No offense my friend (I really do appreciate your input :)), but I've spent an awful lot of time and energy trying to understand and resolve it. I do in fact understand it very well and I have come to the conclusion that resolving it would require circumstances that aren't at all likely to happen. So, I'm giving up. I'm trying a new approach, which is to abandon my attempts to incorporate these new feelings into myself productively and instead try to recapture whatever it was that prevented me experiencing them before. This isn't repression- I don't believe in trying to deny or bury things and my mind is such that it wouldn't work anyway, I believe- it's an attempt to heal. It may be somewhat cowardly, but my latest rage plus my recent conclusions have convinced me my previous strategy is no longer viable. :)
 
Ah, that explains why you are so desperate to believe that you didn't experience anger before 12. You did! You state that you experienced other feelings that share the same foundation as anger. If you think that you didn't experience anger as well, you're just deluding yourself.
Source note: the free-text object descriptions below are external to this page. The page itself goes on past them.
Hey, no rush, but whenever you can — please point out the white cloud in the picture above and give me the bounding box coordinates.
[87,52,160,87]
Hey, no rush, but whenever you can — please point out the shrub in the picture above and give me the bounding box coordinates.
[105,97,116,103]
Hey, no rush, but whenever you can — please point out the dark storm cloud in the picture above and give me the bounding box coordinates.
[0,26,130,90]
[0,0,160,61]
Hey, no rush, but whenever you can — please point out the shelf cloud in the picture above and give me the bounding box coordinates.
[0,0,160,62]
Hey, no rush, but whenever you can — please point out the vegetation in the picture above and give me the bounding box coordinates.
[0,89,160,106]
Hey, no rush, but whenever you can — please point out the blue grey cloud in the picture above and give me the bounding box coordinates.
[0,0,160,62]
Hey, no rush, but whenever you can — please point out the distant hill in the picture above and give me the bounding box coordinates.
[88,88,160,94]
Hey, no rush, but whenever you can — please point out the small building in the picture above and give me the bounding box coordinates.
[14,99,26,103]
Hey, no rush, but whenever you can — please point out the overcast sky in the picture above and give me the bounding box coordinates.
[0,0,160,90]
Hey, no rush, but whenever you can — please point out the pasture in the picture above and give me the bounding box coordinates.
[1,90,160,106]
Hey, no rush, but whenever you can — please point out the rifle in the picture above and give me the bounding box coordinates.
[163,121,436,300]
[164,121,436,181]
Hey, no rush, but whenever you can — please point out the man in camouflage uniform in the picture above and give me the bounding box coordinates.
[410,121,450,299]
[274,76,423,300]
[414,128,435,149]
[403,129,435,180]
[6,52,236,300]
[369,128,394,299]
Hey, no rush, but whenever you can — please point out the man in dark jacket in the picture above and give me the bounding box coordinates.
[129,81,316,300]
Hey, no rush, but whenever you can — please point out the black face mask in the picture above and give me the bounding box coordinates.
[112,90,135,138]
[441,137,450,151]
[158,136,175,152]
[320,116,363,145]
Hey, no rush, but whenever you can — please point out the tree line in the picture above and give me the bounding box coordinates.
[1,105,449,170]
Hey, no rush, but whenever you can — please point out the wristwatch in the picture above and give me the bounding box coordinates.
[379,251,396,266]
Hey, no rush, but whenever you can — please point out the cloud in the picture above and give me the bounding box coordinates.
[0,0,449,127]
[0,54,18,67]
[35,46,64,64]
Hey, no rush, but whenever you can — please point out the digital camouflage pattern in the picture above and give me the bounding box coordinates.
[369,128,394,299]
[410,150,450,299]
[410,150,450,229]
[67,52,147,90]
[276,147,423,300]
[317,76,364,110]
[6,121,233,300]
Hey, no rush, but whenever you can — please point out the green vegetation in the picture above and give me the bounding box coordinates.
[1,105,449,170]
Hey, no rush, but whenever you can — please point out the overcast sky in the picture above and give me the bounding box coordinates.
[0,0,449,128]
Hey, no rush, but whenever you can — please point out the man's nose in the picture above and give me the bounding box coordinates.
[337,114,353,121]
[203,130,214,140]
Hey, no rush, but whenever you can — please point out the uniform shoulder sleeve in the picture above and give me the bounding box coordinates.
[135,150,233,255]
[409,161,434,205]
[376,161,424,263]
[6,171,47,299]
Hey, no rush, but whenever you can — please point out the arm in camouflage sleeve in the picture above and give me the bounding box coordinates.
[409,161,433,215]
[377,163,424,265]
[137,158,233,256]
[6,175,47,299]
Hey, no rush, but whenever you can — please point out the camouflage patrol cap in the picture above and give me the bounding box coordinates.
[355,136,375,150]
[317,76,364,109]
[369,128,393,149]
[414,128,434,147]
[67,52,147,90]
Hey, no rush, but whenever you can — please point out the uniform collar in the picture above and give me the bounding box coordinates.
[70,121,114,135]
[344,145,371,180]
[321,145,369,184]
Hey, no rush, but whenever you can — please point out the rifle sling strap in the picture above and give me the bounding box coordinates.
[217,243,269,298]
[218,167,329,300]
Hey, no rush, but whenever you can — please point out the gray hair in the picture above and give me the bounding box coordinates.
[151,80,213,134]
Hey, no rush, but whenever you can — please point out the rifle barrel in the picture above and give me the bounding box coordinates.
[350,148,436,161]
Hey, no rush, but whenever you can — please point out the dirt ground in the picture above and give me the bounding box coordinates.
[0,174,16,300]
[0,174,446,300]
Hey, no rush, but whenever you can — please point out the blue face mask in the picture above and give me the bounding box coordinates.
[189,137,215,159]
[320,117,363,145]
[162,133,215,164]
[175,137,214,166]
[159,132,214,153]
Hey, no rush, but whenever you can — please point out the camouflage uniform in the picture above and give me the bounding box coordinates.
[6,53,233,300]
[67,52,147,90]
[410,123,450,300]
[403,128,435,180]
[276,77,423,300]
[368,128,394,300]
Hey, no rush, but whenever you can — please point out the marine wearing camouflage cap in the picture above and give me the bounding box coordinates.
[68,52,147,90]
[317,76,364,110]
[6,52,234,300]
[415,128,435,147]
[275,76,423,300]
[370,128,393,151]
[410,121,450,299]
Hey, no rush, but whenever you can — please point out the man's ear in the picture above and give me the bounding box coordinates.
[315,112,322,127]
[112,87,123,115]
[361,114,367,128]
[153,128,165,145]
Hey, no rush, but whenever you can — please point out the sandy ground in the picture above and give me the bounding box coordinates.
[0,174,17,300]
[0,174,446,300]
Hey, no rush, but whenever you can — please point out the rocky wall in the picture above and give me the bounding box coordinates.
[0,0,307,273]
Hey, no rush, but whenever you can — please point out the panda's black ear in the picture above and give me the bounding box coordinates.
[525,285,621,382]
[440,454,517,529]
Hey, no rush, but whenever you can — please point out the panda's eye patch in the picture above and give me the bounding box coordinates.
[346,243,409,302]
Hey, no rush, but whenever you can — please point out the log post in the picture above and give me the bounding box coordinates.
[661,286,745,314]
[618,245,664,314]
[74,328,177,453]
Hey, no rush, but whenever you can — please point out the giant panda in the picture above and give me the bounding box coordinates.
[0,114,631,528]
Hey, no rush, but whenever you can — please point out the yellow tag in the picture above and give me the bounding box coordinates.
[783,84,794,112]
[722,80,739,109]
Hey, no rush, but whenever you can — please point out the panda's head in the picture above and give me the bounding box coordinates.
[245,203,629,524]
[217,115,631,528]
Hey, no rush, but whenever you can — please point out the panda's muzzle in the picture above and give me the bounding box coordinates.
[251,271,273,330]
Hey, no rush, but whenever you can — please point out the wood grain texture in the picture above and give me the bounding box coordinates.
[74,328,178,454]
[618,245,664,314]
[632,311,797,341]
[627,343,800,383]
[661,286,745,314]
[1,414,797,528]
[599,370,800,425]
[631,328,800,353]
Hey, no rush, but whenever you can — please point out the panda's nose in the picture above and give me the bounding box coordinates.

You experienced anger. It probably wasn't as intense as the later anger and, hence, it was more forgetable. It's just that the new anger is both more recent and more intense that your childhood anger. Plus, you really want to believe that there is a pre-anger state that you can take refuge in.

You cannot return to a state in your childhood that did not exist. Instead of this wild goose chase you should do something practical, such as anger management or other counseling. I say this with the best of intentions with no insult intended. You should do this for your own good.